Sphere Volume Problem-help

keta

Can someone explain how to solve this problem with basic volume techniques of Calc. I?

A round hole of radius :sqrt: 3 feet is bored through the center of a sphere of radius 2 feet. Find the folume of the piece cut out.

Thanks.

**Posted:** Wed Feb 09, 2005 7:29 pm

Kent Merryfield

Draw a 2-dimensional picture of a cross-section through the middle. Look at the right hand side. You have a 2-dimensional object bounded on the right by the curve $x^2+y^2=4$ and on the left by the line $x=\sqrt{3}.$ The points where these curves intersect are $(\sqrt{3},1)$ and $(\sqrt{3},-1).$ We want the volume of the solid of revolution formed by rotating this about the $y$ axis.

Method 1 (the "shell" method):

Slice the 2-dimensional object into vertical strips. Each such vertical strip is located at position $x,$ has width $dx,$ and height $2\sqrt{4-x^2}.$ Rotating this strip about the vertical axis gives a thin cylindrical shell. Slice this open and lay it out flat. The result is a rectangular slap of width $2\pi x$ (the circumference of the shell), height $2\sqrt{4-x^2},$ and thickness $dx$ so $dV=4\pi x\sqrt{4-x^2}\,dx$ and

$V=\int_{\sqrt{3}}^24\pi x\sqrt{4-x^2}\,dx.$

Method 2 (the "washer" method):

Slice the 2-dimensional object into horizontal strips.
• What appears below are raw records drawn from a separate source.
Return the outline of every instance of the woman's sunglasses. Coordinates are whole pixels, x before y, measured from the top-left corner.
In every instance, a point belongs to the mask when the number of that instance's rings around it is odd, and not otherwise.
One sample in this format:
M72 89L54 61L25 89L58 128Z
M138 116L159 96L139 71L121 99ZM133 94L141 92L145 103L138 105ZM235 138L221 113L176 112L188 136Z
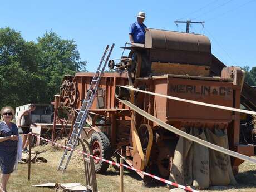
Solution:
M3 115L12 115L12 113L11 112L4 112L3 114Z

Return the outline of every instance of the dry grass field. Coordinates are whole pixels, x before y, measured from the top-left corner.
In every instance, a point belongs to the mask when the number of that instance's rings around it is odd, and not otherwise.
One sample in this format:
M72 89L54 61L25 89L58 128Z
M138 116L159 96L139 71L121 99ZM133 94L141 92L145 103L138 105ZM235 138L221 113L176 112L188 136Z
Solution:
M27 180L28 164L19 164L17 173L12 174L8 186L8 192L55 191L54 189L36 188L32 185L46 183L81 183L85 185L84 171L81 155L74 153L67 172L57 172L59 161L63 154L59 149L52 148L50 145L33 149L32 151L45 151L40 154L48 160L46 163L32 164L31 179ZM105 174L97 174L99 191L119 191L119 173L110 166ZM234 186L215 186L203 191L256 191L256 165L244 163L240 166L239 173L236 176L239 184ZM165 185L147 187L143 184L140 178L135 172L125 170L124 191L169 191ZM174 190L175 191L175 190Z

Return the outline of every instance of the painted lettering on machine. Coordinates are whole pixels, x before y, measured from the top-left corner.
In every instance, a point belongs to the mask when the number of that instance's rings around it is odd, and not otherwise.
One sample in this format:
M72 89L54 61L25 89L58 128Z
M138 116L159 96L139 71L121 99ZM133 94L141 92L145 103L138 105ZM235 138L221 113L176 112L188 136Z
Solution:
M170 92L176 93L195 94L201 95L228 96L232 94L232 89L228 87L216 87L194 85L169 85Z

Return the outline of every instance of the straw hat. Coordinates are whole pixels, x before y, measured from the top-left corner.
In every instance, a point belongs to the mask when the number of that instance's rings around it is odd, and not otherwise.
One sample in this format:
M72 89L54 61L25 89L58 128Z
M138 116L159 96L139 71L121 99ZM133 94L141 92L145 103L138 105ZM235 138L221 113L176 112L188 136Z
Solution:
M137 17L139 18L142 18L145 19L146 17L145 17L145 13L142 12L142 11L140 11L137 16L136 16Z
M12 114L12 119L13 119L15 115L15 111L11 107L4 107L2 108L1 110L0 111L0 114L1 115L1 117L3 117L3 111L4 111L5 110L11 112Z

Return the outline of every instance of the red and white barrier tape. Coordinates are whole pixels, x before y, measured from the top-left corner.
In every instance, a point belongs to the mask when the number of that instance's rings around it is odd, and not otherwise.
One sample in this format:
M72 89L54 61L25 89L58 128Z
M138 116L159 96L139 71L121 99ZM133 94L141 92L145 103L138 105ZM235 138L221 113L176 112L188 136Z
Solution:
M168 180L166 180L165 179L163 179L163 178L159 178L159 176L155 176L155 175L152 175L152 174L150 174L149 173L146 173L146 172L144 172L144 171L141 171L140 170L138 170L138 169L135 169L132 167L130 167L128 165L125 165L125 164L119 164L118 163L116 163L116 162L114 162L114 161L110 161L110 160L106 160L106 159L102 159L102 158L100 158L100 157L96 157L96 156L93 156L92 155L90 155L90 154L88 154L87 153L85 153L85 152L83 152L83 151L80 151L80 150L78 150L77 149L72 149L72 148L71 147L69 147L67 146L65 146L65 145L61 145L60 144L58 144L58 143L57 143L57 142L53 142L48 139L45 139L45 138L43 138L43 137L40 137L39 136L37 136L37 135L36 135L31 132L30 132L29 134L31 134L38 138L40 138L48 142L51 142L52 144L53 144L54 145L57 145L58 146L59 146L60 147L63 147L63 148L67 148L68 149L70 149L70 150L74 150L75 151L76 151L79 154L84 154L85 155L86 155L87 157L88 156L91 156L92 157L93 157L93 159L97 159L97 160L102 160L102 161L104 161L104 162L106 162L106 163L109 163L109 164L111 164L111 165L115 165L115 166L117 166L119 167L120 167L120 166L123 166L123 167L125 167L125 168L126 168L127 169L131 169L131 170L132 170L136 172L140 172L140 173L141 173L142 174L144 174L144 175L147 175L147 176L149 176L150 177L151 177L152 178L154 178L156 180L158 180L159 181L162 181L163 183L165 183L168 185L173 185L174 186L175 186L176 188L181 188L181 189L183 189L188 191L191 191L191 192L199 192L198 191L196 190L194 190L194 189L193 189L191 188L189 188L187 186L183 186L183 185L180 185L180 184L178 184L178 183L174 183L174 182L171 182L171 181L170 181Z

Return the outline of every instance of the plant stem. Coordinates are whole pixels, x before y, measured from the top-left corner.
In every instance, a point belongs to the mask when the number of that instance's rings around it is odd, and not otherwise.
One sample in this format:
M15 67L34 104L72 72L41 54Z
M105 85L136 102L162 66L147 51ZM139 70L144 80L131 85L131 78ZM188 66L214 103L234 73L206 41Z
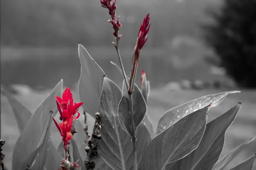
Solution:
M130 101L130 109L131 110L131 125L133 127L134 127L134 137L135 135L135 132L136 131L136 128L134 125L134 110L133 107L133 101L132 97L131 96L132 94L128 94L129 100ZM136 138L132 138L132 143L133 143L133 154L134 158L134 170L137 170L137 154L136 153Z
M126 75L125 74L125 68L124 68L124 65L123 65L122 62L122 61L121 56L120 55L120 52L119 52L119 49L118 48L118 44L119 42L119 34L118 33L118 31L116 31L116 47L115 47L116 50L117 56L118 56L118 59L119 59L119 62L120 62L120 65L121 65L121 68L122 69L122 71L123 73L123 75L124 76L124 78L125 82L126 88L127 88L127 89L128 89L128 88L129 88L129 84L128 82L128 80L127 80L127 78L126 77Z

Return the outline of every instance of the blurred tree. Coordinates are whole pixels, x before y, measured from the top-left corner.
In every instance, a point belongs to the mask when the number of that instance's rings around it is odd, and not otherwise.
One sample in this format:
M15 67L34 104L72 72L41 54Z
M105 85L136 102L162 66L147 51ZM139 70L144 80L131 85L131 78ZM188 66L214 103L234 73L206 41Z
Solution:
M207 11L214 22L203 26L205 40L239 85L256 88L256 0L223 2L219 11Z

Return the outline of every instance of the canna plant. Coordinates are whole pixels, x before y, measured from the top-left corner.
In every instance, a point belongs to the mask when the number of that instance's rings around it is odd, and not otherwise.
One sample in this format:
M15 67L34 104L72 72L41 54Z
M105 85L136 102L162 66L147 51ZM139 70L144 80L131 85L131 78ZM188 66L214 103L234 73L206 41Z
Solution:
M165 113L156 131L146 114L149 82L143 70L141 84L135 83L140 51L148 38L149 14L138 34L128 77L119 48L122 37L120 17L116 21L116 0L101 0L108 10L114 30L116 48L121 68L112 62L122 76L116 83L78 45L81 62L79 92L81 102L73 103L70 88L62 98L63 81L56 85L34 114L2 89L15 113L20 136L15 146L13 170L224 170L230 162L254 140L251 137L225 156L220 157L225 133L240 110L239 102L222 115L207 123L209 109L218 106L229 94L224 92L195 99ZM117 84L122 82L122 86ZM84 110L83 128L78 109ZM57 112L59 120L54 117ZM86 115L95 118L88 132ZM76 116L75 115L76 115ZM52 120L61 139L55 147L50 137ZM85 133L78 132L84 129ZM60 138L60 139L61 138ZM232 170L252 170L255 155Z

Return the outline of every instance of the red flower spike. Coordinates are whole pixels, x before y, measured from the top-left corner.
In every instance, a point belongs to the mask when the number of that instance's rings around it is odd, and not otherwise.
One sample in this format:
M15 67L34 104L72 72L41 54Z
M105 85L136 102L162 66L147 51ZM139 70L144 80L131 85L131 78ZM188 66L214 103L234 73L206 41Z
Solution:
M128 94L131 94L133 92L136 74L137 73L137 68L139 63L139 59L140 54L140 50L147 41L148 38L147 35L149 31L151 24L149 24L149 14L148 14L144 18L142 24L140 26L136 44L134 47L134 56L132 60L131 69L130 74L130 82L128 89Z
M56 120L55 120L54 118L53 118L53 117L52 117L52 119L53 120L53 122L54 122L54 123L55 123L55 125L57 127L57 128L58 128L58 129L59 130L59 131L60 132L60 133L61 133L61 129L60 126L59 126L59 125L58 124L58 123L57 122L56 122Z
M145 72L144 71L144 70L142 70L142 71L141 72L141 76L140 76L140 82L142 82L143 80L143 76L145 74Z

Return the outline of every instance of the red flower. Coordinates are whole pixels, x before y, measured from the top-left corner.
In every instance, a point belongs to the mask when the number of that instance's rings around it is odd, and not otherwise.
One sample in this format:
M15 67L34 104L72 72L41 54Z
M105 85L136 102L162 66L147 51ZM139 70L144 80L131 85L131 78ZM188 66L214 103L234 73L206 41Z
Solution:
M54 118L53 117L52 118L55 123L55 125L56 125L61 133L61 135L62 137L63 147L64 147L65 150L67 150L68 148L69 141L73 137L72 134L70 131L71 130L72 124L74 120L74 115L72 115L63 123L59 123L58 124Z
M57 106L63 122L58 124L53 117L52 119L62 137L63 147L65 150L67 150L68 149L69 141L73 137L71 130L73 121L79 118L80 113L77 111L84 102L73 104L73 96L69 88L67 88L63 92L62 99L58 96L55 96L55 97ZM74 116L76 113L78 114L76 118L74 118Z
M151 26L151 24L149 24L150 19L149 14L148 14L143 20L143 23L140 26L140 28L139 31L137 41L136 42L136 45L135 45L134 51L130 82L129 83L129 88L128 89L128 93L129 94L131 94L133 92L135 82L135 78L137 73L137 68L138 68L138 64L139 63L139 58L140 58L140 50L142 48L142 47L143 47L148 40L147 35L148 33L148 31L149 31L150 26Z
M63 122L71 115L74 116L76 113L78 115L74 119L76 119L79 118L80 113L77 111L84 102L75 103L73 105L73 96L69 88L67 88L63 92L62 99L58 96L55 96L55 97L56 99L57 106Z

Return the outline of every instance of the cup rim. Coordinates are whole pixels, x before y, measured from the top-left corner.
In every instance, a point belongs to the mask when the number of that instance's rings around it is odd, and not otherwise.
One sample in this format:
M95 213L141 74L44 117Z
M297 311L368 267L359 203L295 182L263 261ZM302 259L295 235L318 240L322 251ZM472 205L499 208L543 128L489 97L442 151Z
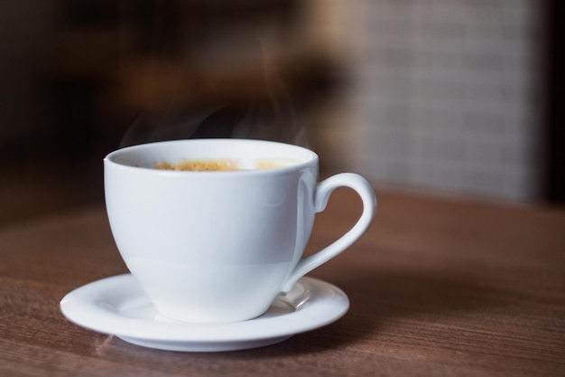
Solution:
M260 146L264 148L265 146L269 147L276 147L276 148L287 148L288 150L294 150L295 155L300 154L302 158L297 158L299 161L298 164L292 164L289 165L277 166L269 169L250 169L250 170L234 170L234 171L180 171L180 170L161 170L155 169L153 167L153 165L147 165L147 164L140 164L140 165L135 165L132 163L126 163L124 161L116 161L116 158L124 157L125 156L128 156L135 153L143 153L141 151L148 151L148 150L156 150L159 147L164 147L165 146L178 146L179 145L190 145L190 144L199 144L200 147L202 145L211 145L211 144L231 144L231 145L238 145L240 147L245 146ZM269 156L275 157L275 156ZM264 157L264 158L269 158ZM278 156L277 156L278 157ZM208 158L208 157L194 157L194 158ZM233 158L227 156L210 156L209 158ZM161 160L164 158L162 157ZM122 169L133 169L134 171L144 171L144 172L153 172L158 174L165 174L165 175L194 175L194 174L279 174L281 172L285 171L296 171L301 170L305 167L309 167L311 165L317 165L319 162L318 155L310 149L308 149L304 146L296 146L288 143L282 143L277 141L270 141L270 140L261 140L261 139L245 139L245 138L199 138L199 139L179 139L179 140L166 140L166 141L157 141L151 143L144 143L130 146L125 146L119 149L116 149L110 153L108 153L104 158L105 165L113 165L116 167L119 167ZM155 165L161 161L155 161Z

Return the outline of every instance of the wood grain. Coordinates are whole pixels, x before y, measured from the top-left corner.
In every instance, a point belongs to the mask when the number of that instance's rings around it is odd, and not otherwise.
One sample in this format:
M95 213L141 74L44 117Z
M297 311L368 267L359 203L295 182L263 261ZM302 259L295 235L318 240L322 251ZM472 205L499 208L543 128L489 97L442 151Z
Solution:
M0 231L0 376L565 375L565 210L378 190L369 231L310 275L341 287L338 322L255 350L143 348L66 321L69 290L126 269L103 209ZM312 252L359 201L338 190Z

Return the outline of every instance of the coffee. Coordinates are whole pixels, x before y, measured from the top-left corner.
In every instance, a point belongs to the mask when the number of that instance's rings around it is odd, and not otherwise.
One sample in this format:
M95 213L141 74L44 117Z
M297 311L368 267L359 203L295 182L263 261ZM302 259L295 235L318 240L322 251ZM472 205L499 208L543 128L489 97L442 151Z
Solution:
M297 164L298 161L283 158L264 158L258 160L210 159L182 160L177 164L161 162L155 169L178 170L185 172L235 172L243 170L273 169Z

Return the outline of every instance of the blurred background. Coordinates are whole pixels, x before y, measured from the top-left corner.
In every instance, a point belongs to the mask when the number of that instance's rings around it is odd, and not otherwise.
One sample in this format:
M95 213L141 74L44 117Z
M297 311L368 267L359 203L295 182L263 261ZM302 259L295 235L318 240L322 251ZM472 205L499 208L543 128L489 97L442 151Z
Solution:
M108 152L188 137L562 203L563 14L557 0L1 2L0 227L103 205Z

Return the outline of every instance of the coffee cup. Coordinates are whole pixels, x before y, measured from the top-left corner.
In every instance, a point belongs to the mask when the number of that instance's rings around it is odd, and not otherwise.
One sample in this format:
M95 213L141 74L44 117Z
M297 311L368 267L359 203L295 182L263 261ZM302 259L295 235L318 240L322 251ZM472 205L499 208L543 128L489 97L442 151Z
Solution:
M365 178L343 173L319 182L314 152L276 142L150 143L116 150L104 165L118 250L160 315L177 321L261 316L354 243L376 210ZM315 214L341 186L361 197L362 214L335 242L304 256Z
Each such horizontal strip is located at position $y$ and has width $dy.$ Its left endpoint is at $x=\sqrt{3}$ and its right endpoint is at $x=\sqrt{4-y^2}.$ Rotating this strip about the vertical axis gives a thin flat "washer" of thickness $dy$ . The inner radius of this (annulus) is $\sqrt{3}$ and the outer radius is $\sqrt{4-y^2}.$ The volume is

$dV=\pi\left(\left(\sqrt{4-y^2}\right)^2 -\left(\sqrt{3}\right)^2\right)dy = \pi(1-y^2)dy.$ Thus

$V=\int_{-1}^1 \pi(1-y^2)dy.$

I'll leave you to do the integrals; both can be done by elementary means but this time method 2 is probably easier.

**Posted:** Wed Feb 09, 2005 8:48 pm